Meanwhile, the cities are emptying. Not because of conscription—though that’s part of it—but because people are fleeing. The young, the smart, the ones with passports. They’re heading to Tbilisi, to Istanbul, to anywhere the ruble still buys a coffee and the air doesn’t burn your lungs. Russia is hemorrhaging its future. And Putin can’t stop it.
Putin’s Peace Talk Gambit
So now, the man who swore he’d never blink is hinting at talks. “Peace is always an option,” he said on state TV, his voice flat. Translation: we’re losing. The first real offensive Ukraine has launched since 2022—the one they call “the first chance to win”—has punched through Russian lines in the east, cutting supply routes and sending troops scrambling. For the first time, Russian cities are hearing air raid sirens. For the first time, the war is not a distant story. It’s a knock on the door.
And here’s the real kicker: Putin’s own generals are muttering. Off the record, of course. But I’ve heard it. “He’s lost his nerve,” one retired colonel told me last week. “We don’t have the men. We don’t have the shells. The West is still sending weapons, and we’re still sending boys with shovels.” That’s the dirty secret of this war. Russia’s army isn’t a machine. It’s a meat grinder. And the meat is running low.
The West’s Long Game
Of course, none of this happened by accident. Ukraine’s offensive—the one that finally broke through—wasn’t a last-minute prayer. It was a long game. Western tanks, Western training, Western intel. It took two years, but the coalition held. The sanctions bit. The money ran dry. And now, Putin is cornered.

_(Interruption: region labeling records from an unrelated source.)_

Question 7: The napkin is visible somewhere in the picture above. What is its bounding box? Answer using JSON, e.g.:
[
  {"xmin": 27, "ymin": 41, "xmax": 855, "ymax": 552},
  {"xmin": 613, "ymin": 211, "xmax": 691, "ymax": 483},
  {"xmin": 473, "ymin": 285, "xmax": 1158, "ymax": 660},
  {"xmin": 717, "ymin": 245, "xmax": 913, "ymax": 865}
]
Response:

But don’t pop the champagne yet. A cornered Putin is a dangerous Putin. He’s hinted at tactical nukes before. He’s threatened Belarus. He’s burned bridges so thoroughly that peace might not be a choice—it might be a fantasy. What does he have to gain from a ceasefire? He’d lose face, lose power, maybe lose his grip on the oligarchs who keep him afloat. For Putin, surrender is not a word. It’s a death sentence.
The Human Cost
I’ll end with a story. A friend of mine, a Russian journalist, calls me from Moscow. She’s crying. Her brother was killed last week near Kharkiv. The family got a telegram. No body. No explanation. Just a number. And then the oil rain started falling on her balcony. “I don’t know what we’re fighting for anymore,” she said. “We’re not fighting for anything. We’re just dying.”
That’s the truth of it. The war is coming home to Russia—not as a video on a screen, but as a hole in the air, a hole in the economy, a hole in every family that ever believed in the motherland. Putin hinted at peace talks. Maybe he means it. Maybe he doesn’t. But for the mothers, the soldiers, the children choking on the rain, it doesn’t matter anymore. The war is already inside them.
“We’re not fighting for anything. We’re just dying.” — A Russian journalist, on her brother’s death in Kharkiv.
The West is watching. Ukraine is advancing. And Russia is bleeding out, slowly, in its own backyard. The first chance to win might be Ukraine’s last. But for the people on both sides, the only thing left is the weight of what’s already lost.